Our 64-bit implementation

Throughput

28 Mb/s

46 Mb/s

39.2 Mb/s

183 Mb/s

CPU frequency

300 MHz

233 MHz

550 MHz

Relative speed

686 clocks/block

417 clocks/block

380 clocks/block

192 clocks/block

Table 1. Comparison of four DES implementations (CBC mode)

In the same paper [2], Biham also describes a bit-sliced implementation, which has higer throughput. However, a bit-sliced implementation is not practical because application software would have to be restructured to take advantage of the 64-way parallelism that yields the increased throughput.

3. Our implementation

Biham provides an instruction count for his standard DES implementation. Processing one DES block takes 634 instructions. A majority of these instructions (61%) are concerned with S-box look-up. Looking up an S-box takes three instructions, and this is done 8 times per each of the 16 rounds, for a total of 16x8x3 = 384 instructions.

We have made two key improvements to Biham's implementation. First, we have grouped the eight S-boxes into four pairs of boxes, and merged the two 6-input boxes in each pair into a single 12-input box. The resulting four double S-boxes occupy 1 MB of memory.

Then, writing the code in PA-RISC 2.0 assembly language [3], we have reduced the number of instructions needed to look up an S-box from 3 to 2. An S-box look-up is performed by the following two-instruction code fragment:

EXTRD,U gr1,pos,12,gr2

LDD,S

gr2(gr3),gr4

The first instruction extracts an unsigned 12-bit value from bit position pos of general register gr1, and places it in general register gr2. In the implementation, the general register gr1 contains the result of xoring the expanded right half with the subkey for the round. The immediate value pos selects one of the four groups of 12 bits that are used to look up the four 12-input S-boxes.

The second instruction shifts left by three positions (i.e. multiplies by 8) the value contained in gr2, adds the result (a displacement) to the contents of general register gr3 (a memory address), and loads the 64-bit word stored at the resulting memory address into general register gr4. In the implementation, gr3 contains the base address of the 12-input S-box, gr2 contains the 12-bit index into the S-box, and gr4 receives the 64-bit entry read from the referenced S-box entry.

The cumulative result of these two improvements is that S-box look up only requires a total of 16x4x2 = 128 instructions, thus saving 256 instructions. A variety of other improvements saved another 108 instructions, resulting in a count of only 270 instructions for a DES computation. Table 1 shows the performance achieved by our DES implementation, comparing it to that of the other implementations mentioned above. Our Triple-DES implementation takes only 471clocks/block (74.8 Mb/s on a 550 MHz CPU), while Biham's and BSAFE take 873 and 981 clocks/block respectively.

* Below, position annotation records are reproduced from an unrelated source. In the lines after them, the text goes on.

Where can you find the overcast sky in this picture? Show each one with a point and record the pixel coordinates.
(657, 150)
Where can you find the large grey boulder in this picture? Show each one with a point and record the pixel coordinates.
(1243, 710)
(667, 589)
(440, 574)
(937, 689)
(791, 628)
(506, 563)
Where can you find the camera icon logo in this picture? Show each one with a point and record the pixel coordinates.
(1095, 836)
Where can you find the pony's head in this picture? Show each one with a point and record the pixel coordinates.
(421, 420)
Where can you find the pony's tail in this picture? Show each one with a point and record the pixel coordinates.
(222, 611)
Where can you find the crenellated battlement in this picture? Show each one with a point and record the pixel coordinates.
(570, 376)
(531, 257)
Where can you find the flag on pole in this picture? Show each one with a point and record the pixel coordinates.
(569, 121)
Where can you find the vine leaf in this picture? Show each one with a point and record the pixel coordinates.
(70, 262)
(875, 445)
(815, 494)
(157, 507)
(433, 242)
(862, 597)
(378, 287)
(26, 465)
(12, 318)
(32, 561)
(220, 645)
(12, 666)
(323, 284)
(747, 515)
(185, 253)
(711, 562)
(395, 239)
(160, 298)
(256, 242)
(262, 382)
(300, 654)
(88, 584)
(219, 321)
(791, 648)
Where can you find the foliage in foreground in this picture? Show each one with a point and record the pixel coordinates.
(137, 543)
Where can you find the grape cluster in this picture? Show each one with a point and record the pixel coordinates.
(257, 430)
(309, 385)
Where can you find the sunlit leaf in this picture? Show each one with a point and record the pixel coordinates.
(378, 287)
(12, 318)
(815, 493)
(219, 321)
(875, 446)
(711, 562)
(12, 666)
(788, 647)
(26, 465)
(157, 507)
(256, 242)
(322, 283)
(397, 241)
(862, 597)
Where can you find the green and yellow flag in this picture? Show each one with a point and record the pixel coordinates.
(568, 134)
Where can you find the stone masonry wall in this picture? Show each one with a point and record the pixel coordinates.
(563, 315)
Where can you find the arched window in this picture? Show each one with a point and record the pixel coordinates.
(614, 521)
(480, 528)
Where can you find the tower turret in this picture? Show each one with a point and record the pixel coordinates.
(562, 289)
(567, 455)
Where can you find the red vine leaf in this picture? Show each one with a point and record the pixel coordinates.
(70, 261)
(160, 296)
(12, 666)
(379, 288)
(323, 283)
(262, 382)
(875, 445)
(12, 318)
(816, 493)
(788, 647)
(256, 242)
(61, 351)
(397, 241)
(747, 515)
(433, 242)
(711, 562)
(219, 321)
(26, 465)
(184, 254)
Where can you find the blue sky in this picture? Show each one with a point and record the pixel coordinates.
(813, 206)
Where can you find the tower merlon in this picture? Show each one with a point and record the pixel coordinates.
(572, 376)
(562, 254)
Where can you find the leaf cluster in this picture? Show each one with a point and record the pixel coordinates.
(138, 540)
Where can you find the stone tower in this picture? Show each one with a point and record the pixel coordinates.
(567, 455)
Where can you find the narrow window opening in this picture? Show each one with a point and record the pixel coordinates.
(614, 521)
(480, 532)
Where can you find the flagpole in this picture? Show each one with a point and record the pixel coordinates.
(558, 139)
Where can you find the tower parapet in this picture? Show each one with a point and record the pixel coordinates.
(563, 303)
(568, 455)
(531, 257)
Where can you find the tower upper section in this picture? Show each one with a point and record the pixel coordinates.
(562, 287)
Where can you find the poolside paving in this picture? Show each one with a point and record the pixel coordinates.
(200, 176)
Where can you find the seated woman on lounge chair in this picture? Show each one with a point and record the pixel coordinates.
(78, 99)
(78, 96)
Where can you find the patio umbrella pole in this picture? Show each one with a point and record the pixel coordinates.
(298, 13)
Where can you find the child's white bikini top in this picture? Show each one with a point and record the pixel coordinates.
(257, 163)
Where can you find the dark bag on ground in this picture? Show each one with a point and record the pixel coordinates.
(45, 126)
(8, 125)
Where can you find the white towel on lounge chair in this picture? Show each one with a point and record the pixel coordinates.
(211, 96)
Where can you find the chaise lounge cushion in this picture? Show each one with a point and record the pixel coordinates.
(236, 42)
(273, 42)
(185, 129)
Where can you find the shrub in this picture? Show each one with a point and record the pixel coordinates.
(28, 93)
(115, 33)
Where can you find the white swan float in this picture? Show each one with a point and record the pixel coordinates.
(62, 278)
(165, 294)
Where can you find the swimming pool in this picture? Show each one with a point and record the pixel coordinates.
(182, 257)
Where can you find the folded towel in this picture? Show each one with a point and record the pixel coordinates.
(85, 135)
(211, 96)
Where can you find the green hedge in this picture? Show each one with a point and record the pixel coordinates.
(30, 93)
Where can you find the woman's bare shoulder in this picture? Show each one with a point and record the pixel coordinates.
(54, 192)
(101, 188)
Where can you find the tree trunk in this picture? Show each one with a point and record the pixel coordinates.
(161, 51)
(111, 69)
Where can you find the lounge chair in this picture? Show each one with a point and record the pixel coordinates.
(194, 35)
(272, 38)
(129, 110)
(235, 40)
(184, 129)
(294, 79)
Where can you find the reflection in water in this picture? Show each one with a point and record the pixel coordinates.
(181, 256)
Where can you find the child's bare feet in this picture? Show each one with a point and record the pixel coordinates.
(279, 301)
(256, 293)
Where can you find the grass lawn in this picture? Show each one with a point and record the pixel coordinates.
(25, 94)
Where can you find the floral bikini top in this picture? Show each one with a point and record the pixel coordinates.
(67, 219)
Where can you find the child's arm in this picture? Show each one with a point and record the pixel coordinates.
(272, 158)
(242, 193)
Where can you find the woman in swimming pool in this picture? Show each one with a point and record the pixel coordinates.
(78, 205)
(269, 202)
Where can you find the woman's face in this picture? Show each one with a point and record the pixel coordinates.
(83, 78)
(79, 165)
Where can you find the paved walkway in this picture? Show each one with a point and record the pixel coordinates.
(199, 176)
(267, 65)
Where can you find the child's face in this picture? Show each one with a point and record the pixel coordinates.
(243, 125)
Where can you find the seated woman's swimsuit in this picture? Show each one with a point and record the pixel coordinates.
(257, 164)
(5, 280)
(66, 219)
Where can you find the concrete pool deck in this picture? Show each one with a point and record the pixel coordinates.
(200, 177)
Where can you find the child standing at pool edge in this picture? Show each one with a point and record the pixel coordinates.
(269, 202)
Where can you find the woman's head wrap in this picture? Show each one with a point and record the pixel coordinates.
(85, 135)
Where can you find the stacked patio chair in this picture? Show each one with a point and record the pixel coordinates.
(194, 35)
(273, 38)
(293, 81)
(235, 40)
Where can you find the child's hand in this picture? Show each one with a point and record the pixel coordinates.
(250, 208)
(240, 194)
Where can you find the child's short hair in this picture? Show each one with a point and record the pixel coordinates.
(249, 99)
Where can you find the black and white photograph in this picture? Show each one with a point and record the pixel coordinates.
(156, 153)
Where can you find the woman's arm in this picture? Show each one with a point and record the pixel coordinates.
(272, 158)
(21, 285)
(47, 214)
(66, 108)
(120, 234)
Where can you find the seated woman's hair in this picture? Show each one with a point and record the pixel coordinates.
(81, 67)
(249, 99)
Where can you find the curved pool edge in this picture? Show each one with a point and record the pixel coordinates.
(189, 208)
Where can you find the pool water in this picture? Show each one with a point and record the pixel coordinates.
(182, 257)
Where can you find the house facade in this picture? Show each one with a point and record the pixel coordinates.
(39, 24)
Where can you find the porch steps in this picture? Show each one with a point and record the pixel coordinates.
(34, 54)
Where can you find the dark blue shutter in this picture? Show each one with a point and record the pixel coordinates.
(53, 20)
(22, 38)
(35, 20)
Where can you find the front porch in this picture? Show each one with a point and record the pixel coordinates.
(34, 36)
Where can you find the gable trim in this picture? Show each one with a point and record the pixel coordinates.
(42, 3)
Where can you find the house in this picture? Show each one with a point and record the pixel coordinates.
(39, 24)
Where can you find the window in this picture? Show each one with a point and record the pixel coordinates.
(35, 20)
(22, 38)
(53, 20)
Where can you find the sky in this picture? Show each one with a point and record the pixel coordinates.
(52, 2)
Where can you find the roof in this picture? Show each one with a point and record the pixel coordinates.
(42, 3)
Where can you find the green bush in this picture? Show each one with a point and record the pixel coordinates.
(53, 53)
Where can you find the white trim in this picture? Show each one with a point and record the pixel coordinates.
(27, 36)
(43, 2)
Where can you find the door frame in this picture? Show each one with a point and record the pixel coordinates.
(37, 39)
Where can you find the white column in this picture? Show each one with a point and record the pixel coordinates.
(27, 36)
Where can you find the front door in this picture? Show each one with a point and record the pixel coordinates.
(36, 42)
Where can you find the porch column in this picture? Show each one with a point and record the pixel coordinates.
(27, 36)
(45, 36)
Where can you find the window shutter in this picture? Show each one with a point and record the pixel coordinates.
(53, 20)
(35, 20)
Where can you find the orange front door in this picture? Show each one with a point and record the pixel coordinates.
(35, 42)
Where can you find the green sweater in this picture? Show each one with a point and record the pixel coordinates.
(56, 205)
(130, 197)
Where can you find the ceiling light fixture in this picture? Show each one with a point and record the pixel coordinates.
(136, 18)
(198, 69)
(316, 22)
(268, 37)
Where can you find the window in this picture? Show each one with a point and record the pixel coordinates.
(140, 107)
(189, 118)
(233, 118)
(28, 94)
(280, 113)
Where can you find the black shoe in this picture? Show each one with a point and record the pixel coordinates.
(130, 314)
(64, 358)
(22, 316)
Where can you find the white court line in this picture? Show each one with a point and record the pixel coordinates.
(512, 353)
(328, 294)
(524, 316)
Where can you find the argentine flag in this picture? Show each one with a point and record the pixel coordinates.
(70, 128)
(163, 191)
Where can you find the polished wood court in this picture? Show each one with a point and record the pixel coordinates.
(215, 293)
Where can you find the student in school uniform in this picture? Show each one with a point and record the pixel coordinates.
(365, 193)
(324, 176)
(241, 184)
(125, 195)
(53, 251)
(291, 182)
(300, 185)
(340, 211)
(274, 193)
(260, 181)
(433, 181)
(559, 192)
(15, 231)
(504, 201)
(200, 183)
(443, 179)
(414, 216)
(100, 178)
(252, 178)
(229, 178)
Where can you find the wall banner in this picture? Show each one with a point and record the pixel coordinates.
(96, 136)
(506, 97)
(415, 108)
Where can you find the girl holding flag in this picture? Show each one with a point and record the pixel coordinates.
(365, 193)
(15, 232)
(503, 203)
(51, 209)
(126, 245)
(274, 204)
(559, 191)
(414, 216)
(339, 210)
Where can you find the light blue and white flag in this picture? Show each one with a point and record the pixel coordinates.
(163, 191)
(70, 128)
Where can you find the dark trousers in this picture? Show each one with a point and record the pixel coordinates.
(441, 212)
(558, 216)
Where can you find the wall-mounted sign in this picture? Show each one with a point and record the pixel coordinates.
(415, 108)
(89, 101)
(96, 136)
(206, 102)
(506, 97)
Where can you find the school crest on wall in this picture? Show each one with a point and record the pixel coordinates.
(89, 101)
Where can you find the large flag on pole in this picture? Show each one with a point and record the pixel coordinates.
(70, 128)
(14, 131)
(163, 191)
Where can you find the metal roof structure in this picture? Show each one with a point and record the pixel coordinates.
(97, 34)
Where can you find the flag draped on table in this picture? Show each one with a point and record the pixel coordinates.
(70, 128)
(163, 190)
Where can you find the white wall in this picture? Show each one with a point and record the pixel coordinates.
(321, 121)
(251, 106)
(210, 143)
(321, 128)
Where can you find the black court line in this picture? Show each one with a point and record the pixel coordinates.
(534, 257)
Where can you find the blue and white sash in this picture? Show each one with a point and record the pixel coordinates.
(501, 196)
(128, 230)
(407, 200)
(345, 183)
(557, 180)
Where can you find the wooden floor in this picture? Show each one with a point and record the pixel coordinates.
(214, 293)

Our implementations have been incorporated in the IPSec/9000 product available with HP-UX, and are currently being incorporated in a cryptographic toolkit.

Acknowledgements

Peter Markstein contributed the idea of merging two 6-input S-boxes into a single 12-input box. Ruby Lee provided motivation for the project and drew attention to Eli Biham's paper [2].

References

[1] FIPS 46-3, Data Encryption Standard (DES), National Institute of Standards and Technology (NIST), https://csrc.nist.gov/cryptval/des.htm.

[2] Eli Biham, A Fast New DES Implementation in Software, Fast Software Encryption 4, Haifa, Israel, January 1997. Available from Eli Biham's home page, https://www.cs.technion.ac.il/~biham/.

[3] G. Kane, PA-RISC 2.0 Architecture, Prentice Hall, 1996.